Simple Dynamic Strings (SDS)
Redis is implemented in C language. Instead of using the traditional string representation of C language, Redis uses a self-constructed abstract type of Simple Dynamic String (SDS), which is used as the default string representation of Redis. The convention of ending ‘\0’ in C is still adhered to.
In addition to holding string values, the buffer is also acted on: the AOF buffer in the AOF module. The input buffer in the level 1 client state is implemented by SDS.
1. Structure of SDS:
** Note: ** In saving null character (‘\0’ character) space does not count in SDS len attribute, allocate 1 extra byte space for null character. The operations from null characters to the end of the string are performed automatically by the SDS function. The advantage of following this convention is that SDS can directly reuse some of the functions in the C character creation library.
SDS and C strings
1. Constant complexity Gets the length of the string
A C string does not record its length. To obtain the length of a C string, the entire string must be traversed.
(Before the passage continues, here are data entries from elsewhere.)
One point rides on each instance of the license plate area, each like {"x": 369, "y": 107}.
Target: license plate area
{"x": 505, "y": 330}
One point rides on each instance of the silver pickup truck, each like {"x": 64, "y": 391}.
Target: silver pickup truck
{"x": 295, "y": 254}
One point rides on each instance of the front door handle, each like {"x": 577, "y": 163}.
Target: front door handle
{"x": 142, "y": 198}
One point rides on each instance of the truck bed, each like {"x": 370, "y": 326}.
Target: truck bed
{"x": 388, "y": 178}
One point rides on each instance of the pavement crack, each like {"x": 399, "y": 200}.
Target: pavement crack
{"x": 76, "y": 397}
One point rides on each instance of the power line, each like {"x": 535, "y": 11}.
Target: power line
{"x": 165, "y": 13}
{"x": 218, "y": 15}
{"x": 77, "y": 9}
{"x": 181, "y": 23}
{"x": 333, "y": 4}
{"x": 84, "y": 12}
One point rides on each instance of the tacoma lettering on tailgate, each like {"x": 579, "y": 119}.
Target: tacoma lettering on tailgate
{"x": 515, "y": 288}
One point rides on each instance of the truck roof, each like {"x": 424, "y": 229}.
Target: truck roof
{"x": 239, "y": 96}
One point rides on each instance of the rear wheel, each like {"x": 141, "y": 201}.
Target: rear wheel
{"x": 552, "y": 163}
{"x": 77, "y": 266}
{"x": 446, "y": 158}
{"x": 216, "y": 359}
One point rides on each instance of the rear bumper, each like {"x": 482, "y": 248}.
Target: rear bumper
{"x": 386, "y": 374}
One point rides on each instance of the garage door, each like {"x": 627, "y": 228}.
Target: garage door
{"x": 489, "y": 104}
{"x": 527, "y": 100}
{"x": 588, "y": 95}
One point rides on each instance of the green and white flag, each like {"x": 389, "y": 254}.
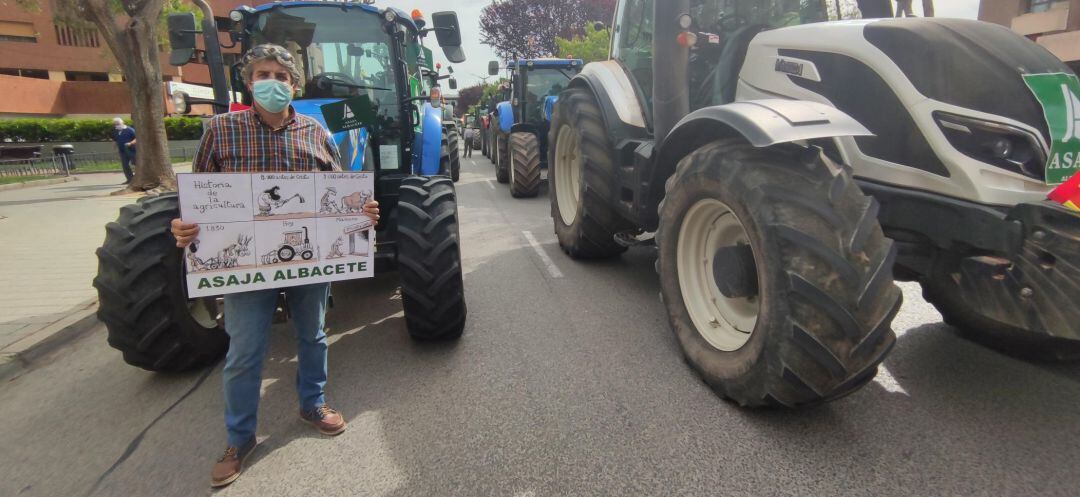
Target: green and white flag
{"x": 1060, "y": 95}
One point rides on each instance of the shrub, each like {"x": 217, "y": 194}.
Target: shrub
{"x": 85, "y": 130}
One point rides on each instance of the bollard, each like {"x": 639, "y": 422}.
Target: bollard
{"x": 64, "y": 152}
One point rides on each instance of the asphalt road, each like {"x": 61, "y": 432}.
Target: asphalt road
{"x": 567, "y": 381}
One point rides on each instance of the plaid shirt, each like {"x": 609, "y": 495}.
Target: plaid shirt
{"x": 242, "y": 143}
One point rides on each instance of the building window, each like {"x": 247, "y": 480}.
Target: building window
{"x": 1039, "y": 5}
{"x": 36, "y": 74}
{"x": 73, "y": 76}
{"x": 77, "y": 37}
{"x": 12, "y": 30}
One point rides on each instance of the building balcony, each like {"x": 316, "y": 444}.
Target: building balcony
{"x": 1065, "y": 45}
{"x": 1054, "y": 19}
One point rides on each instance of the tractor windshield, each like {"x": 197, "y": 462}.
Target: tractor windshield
{"x": 725, "y": 15}
{"x": 543, "y": 82}
{"x": 341, "y": 53}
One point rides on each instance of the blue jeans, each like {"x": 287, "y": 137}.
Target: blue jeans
{"x": 247, "y": 320}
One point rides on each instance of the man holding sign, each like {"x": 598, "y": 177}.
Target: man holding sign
{"x": 269, "y": 137}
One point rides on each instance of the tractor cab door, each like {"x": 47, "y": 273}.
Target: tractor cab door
{"x": 632, "y": 45}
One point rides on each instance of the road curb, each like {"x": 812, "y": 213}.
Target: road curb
{"x": 16, "y": 186}
{"x": 21, "y": 356}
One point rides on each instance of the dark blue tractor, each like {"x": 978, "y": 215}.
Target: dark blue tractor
{"x": 354, "y": 51}
{"x": 522, "y": 121}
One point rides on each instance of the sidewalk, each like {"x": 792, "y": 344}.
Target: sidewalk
{"x": 46, "y": 257}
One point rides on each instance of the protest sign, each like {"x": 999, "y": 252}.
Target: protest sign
{"x": 271, "y": 230}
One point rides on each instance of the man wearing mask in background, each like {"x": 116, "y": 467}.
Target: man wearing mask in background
{"x": 124, "y": 136}
{"x": 270, "y": 136}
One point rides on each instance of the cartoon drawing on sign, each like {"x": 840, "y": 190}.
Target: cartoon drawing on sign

The complexity of the whole operation is O(N).
SDS records the length of the SDS string itself in the len attribute, and the operation complexity of obtaining the length is only O(1). SDS length manipulation is done automatically by the API without any manual length modification.
2. Prevent buffer overflow
C strings tend to cause buffer overflow. For example, when C strings are concatenated, the source string length is not allocated enough memory, which can cause a buffer overflow problem.
SDS determines whether the source string has enough memory before concatenating the string. If not, enough space is allocated, eliminating the possibility of buffer overflows.
3. Reduce the number of memory reallocation times caused by string modification
The C string underlying implementation is always an array of N+1 length (an extra character space is used to hold null characters). Before performing the concatenation operation, you need to expand the space of the underlying array through memory reallocation; otherwise, a buffer overflow will occur. If truncation is performed, memory needs to be reallocated to free up space that is no longer used by the string, otherwise a memory leak will occur.
The length of the BUF array in SDS is not necessarily the number of characters plus one, the array can contain unused bytes, and the number is stored in the free attribute.
3.1 Space preallocation
String growth operations to optimize SDS: When SDS expands space, the program allocates not only the required space to the SDS, but also additional unused space.
1. If the length of SDS (len's attribute value) is less than1MB, allocates the same amount of unused free space as Len. The actual length is len + free +1byte2If the length of SDS is greater than or equal to1MB is allocated1MB of unused space.Copy the code
With a space preallocation strategy, Redis can reduce the number of memory reallocations required to perform consecutive string growth operations. SDS reduces the number of memory reallocations required to grow a string N times in a row from a certain N to a maximum of N.
3.2 Lazy space release
The user optimizes the shortening of SDS strings: when SDS does space shortening, the program does not immediately use memory reallocation to reclaim the shortened extra bytes, but uses the free property to record the extra bytes for future use.
A lazy release strategy, SDS avoids the memory reallocation operations required when shortening strings and provides optimization for future growth. You can actually free up unused space without worrying about memory waste.Copy the code
4. Binary security
Avoid C string, read until null character (‘\0’) end read problem. The BUF array in SDS structure is processed in binary mode, which stores columns of binary data. The len attribute value is used in SDS to determine whether the string ends. Redis can store not only text data, but also binary data in any format.
5. Compatible with some C character functions
Following the requirements of C characters, some functions in C can be reused, avoiding unnecessary code duplication.